Combating Sexual Assault in the Army
The Army is changing the way it handles sexual harassment and assault cases. Under a congressional mandate, military hospitals providing emergency care are now required to have a trained, full-time sexual assault nurse examiner.
MAJ Douglas J. Erdley, the clinical nurse officer in charge of the emergency department at Keller Army Community Hospital in West Point, N.Y., said the new policies result in more careful treatment of victims of sexual harassment and assault. Erdley has already begun to observe the changes as he treats his patients.
“I’ve seen some changes in the dedicated sexual assault clinical providers,” he said. “We also know who our sexual assault response coordinator [SARC] is, and patients have a dedicated SARC assigned to their individual case. Now, with the SHARP’s [Army Sexual Harassment/Assault Response and Prevention program’s] specialized, individual training, it’s a really great advantage to the patient. The patient is the center of everything we do.”
Erdley said the training—the Army Sexual Assault Medical Forensic Examiners course—is “a weeklong, 40-hour program, followed up with another week of clinical training. You work with actors and actresses who play the role of a victim. You go through the whole process, stopping and explaining every part of the process, every step of the way. If the patient says, ‘I don’t want you to take pictures of that’ or ‘I don’t want an exam,’ we move on. It’s excellent training and you don’t feel like you’re standing out there with only book knowledge during your first encounter with a sexual assault patient. You have background when you first go in, and it’s excellent.”
When asked about his role in the treatment process, Erdley said he places the victims’ wants and needs above everything else. Once he ensures that they are physically and emotionally stable, the next step is to reinforce the idea that, in spite of the trauma they just faced, somebody cares.
“I’m here to listen to their story and provide them with all needed resources and requests for information they need before we ever start the exam,” he said. “In the exam itself, I’ve taken their history for the purposes of the forensic examination, and then proceed with my exam in a step-by-step procedure to make sure that we’re looking at how the victim says they’ve been harassed or assaulted. … We make sure that we cover all those bases, and then we collect samples that contain only the victim’s or alleged attacker’s DNA.”

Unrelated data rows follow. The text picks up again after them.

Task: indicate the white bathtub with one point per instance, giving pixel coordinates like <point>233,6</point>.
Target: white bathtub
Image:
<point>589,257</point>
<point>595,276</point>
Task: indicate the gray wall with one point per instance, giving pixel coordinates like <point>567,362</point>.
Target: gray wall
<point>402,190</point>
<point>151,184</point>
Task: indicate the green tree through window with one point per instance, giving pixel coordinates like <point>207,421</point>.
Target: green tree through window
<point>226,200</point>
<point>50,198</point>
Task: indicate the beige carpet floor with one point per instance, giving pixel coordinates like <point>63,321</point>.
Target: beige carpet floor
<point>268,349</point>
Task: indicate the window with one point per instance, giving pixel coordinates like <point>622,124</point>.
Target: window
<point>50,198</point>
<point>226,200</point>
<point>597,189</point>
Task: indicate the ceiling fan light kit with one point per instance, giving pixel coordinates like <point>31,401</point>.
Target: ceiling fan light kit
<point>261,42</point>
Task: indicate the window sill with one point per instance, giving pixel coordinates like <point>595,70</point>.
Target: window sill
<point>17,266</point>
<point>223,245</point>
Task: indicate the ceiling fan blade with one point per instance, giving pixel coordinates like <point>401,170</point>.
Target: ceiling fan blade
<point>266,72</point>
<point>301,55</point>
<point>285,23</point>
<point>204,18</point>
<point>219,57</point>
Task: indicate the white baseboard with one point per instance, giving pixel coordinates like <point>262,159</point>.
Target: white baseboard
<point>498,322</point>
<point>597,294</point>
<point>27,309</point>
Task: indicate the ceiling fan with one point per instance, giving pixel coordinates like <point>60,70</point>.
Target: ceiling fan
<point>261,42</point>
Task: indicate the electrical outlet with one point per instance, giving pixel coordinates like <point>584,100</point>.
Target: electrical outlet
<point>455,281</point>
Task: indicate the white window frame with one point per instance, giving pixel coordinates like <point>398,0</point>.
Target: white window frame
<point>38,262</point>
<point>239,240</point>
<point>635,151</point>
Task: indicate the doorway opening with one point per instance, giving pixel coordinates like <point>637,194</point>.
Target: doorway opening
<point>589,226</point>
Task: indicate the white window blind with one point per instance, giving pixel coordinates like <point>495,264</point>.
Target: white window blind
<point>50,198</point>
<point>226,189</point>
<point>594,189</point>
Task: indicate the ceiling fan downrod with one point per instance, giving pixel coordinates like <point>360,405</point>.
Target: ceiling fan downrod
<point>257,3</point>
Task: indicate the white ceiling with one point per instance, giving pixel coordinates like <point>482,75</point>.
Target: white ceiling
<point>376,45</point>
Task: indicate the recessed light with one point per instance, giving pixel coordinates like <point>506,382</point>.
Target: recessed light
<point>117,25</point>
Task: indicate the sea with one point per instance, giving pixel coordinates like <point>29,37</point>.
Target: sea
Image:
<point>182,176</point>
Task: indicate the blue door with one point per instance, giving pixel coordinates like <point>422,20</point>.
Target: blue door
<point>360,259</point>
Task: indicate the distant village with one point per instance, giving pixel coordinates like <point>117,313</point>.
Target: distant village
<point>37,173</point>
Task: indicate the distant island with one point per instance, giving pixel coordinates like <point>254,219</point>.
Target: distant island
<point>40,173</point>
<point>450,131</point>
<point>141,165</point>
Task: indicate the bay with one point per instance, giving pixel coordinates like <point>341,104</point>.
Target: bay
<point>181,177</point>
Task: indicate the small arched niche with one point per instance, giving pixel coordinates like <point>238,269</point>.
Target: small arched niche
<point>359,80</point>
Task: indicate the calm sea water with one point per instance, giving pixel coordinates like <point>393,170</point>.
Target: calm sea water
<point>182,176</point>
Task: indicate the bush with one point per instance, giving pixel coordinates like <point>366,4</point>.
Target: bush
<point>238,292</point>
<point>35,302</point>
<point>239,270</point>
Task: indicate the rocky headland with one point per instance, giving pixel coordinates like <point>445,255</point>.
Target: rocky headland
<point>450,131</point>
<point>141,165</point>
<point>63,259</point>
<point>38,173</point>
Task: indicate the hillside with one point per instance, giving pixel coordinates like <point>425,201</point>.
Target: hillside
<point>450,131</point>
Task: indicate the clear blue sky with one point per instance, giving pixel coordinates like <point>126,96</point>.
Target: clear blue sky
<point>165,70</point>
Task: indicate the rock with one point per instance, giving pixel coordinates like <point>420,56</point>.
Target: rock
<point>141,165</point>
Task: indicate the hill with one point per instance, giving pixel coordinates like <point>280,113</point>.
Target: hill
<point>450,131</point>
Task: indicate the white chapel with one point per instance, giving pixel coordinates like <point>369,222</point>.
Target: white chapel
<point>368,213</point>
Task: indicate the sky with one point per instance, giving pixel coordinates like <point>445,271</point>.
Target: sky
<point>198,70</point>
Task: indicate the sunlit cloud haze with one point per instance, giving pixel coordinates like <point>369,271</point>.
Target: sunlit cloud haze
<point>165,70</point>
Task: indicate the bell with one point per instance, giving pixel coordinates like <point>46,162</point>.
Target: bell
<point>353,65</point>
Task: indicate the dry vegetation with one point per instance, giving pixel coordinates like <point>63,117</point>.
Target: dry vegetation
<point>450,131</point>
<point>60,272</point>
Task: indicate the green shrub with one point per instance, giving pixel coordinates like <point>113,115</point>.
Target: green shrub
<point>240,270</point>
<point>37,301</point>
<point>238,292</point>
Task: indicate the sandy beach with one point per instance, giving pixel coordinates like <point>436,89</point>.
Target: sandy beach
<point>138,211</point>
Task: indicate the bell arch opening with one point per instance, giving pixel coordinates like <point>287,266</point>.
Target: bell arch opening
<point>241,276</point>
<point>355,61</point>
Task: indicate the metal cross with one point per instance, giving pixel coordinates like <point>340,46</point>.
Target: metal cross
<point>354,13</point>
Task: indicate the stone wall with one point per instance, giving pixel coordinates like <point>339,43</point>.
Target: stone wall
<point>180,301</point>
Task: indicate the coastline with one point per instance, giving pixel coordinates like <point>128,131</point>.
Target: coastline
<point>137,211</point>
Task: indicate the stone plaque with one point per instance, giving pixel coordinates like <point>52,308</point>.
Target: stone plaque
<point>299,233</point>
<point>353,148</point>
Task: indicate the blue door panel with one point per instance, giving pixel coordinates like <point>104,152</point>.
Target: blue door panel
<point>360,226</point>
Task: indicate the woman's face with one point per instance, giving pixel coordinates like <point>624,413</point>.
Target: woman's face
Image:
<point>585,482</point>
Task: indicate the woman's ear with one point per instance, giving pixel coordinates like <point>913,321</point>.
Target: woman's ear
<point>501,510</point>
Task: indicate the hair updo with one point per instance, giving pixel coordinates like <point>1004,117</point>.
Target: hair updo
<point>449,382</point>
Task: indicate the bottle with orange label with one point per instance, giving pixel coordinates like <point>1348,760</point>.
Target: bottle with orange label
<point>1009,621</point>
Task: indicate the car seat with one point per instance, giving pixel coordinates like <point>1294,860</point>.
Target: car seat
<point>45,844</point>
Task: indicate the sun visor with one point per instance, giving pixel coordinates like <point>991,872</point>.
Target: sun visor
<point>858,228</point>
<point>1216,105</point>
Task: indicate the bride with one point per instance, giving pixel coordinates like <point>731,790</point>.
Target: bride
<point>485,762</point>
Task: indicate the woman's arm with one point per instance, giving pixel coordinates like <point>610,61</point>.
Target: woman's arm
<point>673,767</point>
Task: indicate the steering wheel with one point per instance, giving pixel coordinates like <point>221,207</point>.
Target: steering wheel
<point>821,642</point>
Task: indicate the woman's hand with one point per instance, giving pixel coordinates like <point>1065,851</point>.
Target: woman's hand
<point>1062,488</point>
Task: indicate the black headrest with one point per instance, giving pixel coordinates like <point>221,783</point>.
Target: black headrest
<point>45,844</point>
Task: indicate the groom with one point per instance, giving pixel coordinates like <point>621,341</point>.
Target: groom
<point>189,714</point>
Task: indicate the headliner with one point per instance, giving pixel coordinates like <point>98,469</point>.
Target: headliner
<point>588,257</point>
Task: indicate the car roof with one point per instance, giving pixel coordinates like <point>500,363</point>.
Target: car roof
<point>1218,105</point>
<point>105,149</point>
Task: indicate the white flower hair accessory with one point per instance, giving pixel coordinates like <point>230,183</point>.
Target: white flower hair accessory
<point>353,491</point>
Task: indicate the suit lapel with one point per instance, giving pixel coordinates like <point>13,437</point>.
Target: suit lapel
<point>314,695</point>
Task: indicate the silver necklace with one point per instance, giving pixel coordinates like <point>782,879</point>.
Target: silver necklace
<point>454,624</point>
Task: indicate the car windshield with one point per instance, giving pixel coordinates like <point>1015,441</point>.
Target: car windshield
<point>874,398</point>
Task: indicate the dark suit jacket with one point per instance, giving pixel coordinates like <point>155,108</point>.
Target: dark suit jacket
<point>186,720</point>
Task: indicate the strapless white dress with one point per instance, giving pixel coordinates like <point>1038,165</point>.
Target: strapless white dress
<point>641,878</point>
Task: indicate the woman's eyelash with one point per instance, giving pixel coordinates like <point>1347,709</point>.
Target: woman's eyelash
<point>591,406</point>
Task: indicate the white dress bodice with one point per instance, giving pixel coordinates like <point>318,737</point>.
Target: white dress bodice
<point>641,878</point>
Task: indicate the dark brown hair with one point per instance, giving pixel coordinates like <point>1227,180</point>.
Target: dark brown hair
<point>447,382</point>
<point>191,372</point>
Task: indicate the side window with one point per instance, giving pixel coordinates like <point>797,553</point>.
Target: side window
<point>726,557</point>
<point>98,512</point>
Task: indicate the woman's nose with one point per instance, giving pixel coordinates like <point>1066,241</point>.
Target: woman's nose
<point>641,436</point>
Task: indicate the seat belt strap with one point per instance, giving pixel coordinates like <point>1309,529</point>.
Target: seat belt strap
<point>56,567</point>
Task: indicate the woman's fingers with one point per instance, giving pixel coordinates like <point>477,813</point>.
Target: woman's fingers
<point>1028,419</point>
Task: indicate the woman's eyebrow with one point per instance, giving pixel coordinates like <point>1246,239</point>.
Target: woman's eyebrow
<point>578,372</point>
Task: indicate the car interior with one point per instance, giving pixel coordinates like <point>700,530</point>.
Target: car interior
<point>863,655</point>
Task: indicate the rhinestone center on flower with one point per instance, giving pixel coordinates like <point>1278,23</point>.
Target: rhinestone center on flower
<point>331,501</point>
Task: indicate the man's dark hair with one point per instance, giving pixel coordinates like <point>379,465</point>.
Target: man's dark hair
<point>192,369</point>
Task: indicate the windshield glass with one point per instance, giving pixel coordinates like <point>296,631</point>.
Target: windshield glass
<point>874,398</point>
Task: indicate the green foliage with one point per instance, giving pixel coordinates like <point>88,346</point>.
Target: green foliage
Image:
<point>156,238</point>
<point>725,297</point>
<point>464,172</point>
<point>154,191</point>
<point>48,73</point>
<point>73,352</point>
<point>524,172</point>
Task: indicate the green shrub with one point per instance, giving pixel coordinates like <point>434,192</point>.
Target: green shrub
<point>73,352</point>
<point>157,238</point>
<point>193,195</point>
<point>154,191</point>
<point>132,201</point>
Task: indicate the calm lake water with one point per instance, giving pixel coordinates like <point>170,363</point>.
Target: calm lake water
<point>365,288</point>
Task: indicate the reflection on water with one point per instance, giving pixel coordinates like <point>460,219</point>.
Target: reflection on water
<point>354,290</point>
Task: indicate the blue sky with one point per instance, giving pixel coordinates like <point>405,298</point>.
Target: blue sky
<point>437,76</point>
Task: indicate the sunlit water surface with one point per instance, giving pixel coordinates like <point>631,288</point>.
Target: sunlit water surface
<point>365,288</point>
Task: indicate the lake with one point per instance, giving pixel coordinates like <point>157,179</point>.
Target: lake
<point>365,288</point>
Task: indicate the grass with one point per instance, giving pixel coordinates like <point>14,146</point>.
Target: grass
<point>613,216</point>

Erdley stressed that it is important that patients feel both safe and in control every step of the way. Victims come in to seek treatment at a time when they have already had control removed from their lives. He and his team “don’t need to bring them in here and bring them through a cookie-cutter, assembly-line type of process. The most important thing I do in the emergency room is to make it all about the patient,” he said.
The average sexual assault case can take up to one year before being resolved. In the event that a serial rapist is suspected—or, for that matter, a suspect has another case file currently open—the U.S. Army Criminal Investigation Division can fast-track the investigation. One of the changes in the 2014 National Defense Authorization Act is the elimination of a five-year statute of limitations on sexually based offenses, which can prove invaluable in stopping repeat offenders before they do any more damage.
Regarding punitive measures for the suspect, victims have two options: Their case can be marked as restricted, which does not involve a criminal investigation, or unrestricted, in which case an investigation will occur. Erdley emphasized that all cases are handled the same way, regardless of their status. Patients are afforded some flexibility here, as well: They always have the option to change the status from restricted to unrestricted. The evidence will be stored for up to five years, and before disposing of the forensic material gathered when the victims came into the hospital, the SARC will contact them to ask if they’ve changed their mind about changing the status of their case.
“Unrestricted reporting enables the Army to reach out to soldiers until they’re ready to make that next step, if they choose to come forward and go through the process of prosecuting the offender. … We need to prevent revictimization of patients as much as possible. Having the option to go unrestricted is allowing them to be ready for that. It helps give them control,” Erdley said.
Last year, when Chief of Staff of the Army GEN Raymond T. Odierno spoke before the Senate Armed Services Committee about sexual assault in the military, he called it “a cancer within the force.” Fighting this cancer begins with reporting these horrific instances of sexual harassment and assault, and Erdley said he hopes that these recent changes to the process encourage more soldiers to speak up and report incidents when they occur.
“We are going to treat those soldiers and get them in the pipeline to getting as well as they can, no matter what their trauma or situation,” Erdley said. “I think the recent changes, above all else, are showing that command at higher and local levels cares. [Victims] want to know that the Army is definitely looking toward making soldiers better, keeping them in the Army and preventing this violation of their person.
“There’s a great desire for the Army to make all medical care even more patient-centric than it was before. We’re trying to change the culture, and we’re going to make it happen. I’m 100 percent sure that the Army is committed to this, and I feel good about what I’m hearing from command at senior levels. People want it out of the Army. I want it out of my Army.”